Born Jan. 19, 1809, in Boston; died Oct. 7, 1849, in Baltimore. American writer and critic.

Born into a family of actors, Poe was orphaned at an early age and raised by a Richmond merchant, J. Allan. From 1815 to 1820 he lived in Great Britain. In 1826 he entered the University of Virginia. He served in the army from 1827 to 1829, and from 1830 to 1831 he studied at the military academy at West Point, from which he was expelled for infractions of the disciplinary code.

Poe’s early romantic verses appeared in the collections Tamerlane and Other Poems (1827, published anonymously), Al Aa-raaf, Tamerlane, and Minor Poems (1829), and Poems (1831). He published his first stories in 1832. After 1836, he devoted himself entirely to journalistic work, publishing critical articles and short stories. The Narrative of Arthur Gordon Pym, the theme of which is a journey to the South Pole, came out in 1838. The two-volume collection of stories Tales of the Grotesque and Arabesque (1840) is distinguished by deep poetic feeling, lyricism, and tragic anxiety.

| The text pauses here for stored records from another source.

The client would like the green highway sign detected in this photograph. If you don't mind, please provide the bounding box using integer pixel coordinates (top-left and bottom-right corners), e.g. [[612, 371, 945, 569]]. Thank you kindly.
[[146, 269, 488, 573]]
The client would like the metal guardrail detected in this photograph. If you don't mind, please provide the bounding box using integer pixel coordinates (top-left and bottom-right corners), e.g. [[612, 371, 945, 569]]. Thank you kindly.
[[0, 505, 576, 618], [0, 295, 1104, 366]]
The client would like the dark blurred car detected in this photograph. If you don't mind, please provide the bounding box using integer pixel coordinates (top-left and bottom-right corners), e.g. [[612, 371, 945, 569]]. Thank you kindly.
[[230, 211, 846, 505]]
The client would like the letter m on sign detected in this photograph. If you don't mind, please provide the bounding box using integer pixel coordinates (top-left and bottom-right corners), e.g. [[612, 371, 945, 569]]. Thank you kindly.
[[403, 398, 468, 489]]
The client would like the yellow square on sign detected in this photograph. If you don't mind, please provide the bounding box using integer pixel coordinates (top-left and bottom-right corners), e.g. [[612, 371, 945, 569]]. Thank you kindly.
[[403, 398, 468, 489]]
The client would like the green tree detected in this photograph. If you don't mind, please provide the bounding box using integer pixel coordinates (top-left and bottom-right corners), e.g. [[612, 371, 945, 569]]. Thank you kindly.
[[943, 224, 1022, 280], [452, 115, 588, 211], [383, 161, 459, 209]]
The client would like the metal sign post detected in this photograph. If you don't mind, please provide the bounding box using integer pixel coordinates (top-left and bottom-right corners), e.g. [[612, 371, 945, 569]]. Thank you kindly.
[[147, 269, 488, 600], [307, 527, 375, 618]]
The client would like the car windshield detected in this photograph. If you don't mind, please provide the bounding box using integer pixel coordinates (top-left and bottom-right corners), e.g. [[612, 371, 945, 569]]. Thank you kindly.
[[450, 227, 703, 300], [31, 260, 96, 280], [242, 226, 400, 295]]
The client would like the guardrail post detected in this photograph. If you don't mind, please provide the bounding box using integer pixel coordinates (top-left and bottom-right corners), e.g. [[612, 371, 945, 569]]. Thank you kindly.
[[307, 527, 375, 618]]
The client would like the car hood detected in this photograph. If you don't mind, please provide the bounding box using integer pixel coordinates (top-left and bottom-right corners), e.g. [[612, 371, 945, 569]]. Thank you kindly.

Loneliness is an important motif in romantic short stories by Poe, whose life, as Gorky pointed out, was tragic in the deepest sense of the word.

Poe was the originator of detective literature (for example, the stories “The Murders in the Rue Morgue” and “The Gold Bug”).

In Eureka (1848), a philosophical prose poem, Poe anticipated the genre of fictional science prose. He also wrote a number of science fiction stories. The collection The Raven and Other Poems (1845) won him wide renown. Certain features of his work, including irrationality, mysticism, and a penchant for depicting pathological states, anticipated decadent literature.

One of the first professional American literary critics, Poe influenced the development of American aesthetics with his theory that a literary work should produce a unity of effect and impression (“Philosophy of Composition,” 1846, and “The Poetic Principle,” 1850). Poe’s short stories had an influence on A. C. Doyle, R. L. Stevenson, A. Bierce, and G. K. Chesterton. The French and Russian symbolist poets regarded Poe as their teacher, and the composers C. Debussy and S. V. Rachmaninoff turned to his works for inspiration.

WORKS

The Complete Works, vols. 1–17. Edited by J. A. Harrison. New York, 1965.
In Russian translation:
Poln. sobr. poem i stikhotvorenii. Moscow-Leningrad, 1924.
Poln. sobr. rasskazov. Moscow, 1970.
Izbr. proizvedeniia, vols. 1–2. Moscow, 1972.

REFERENCES

Istoriia amerikanskoi literatury, vol. 1. Moscow-Leningrad, 1947.
Bobrova, M. N. Romantizm ν amerikanskoi literature XIX v. Moscow, 1972.
Davidson, E. H. Poe: A Critical Study. Cambridge, Mass., 1964.
Poe: A Collection of Critical Essays. Edited by R. Regan. Englewood Cliffs, N.J. [1967].
Quinn, A. H. E. A. Poe: A Critical Biography. New York, 1969.
Moss, S. P. Poe’s Literary Battles. Durham, N.C., 1963.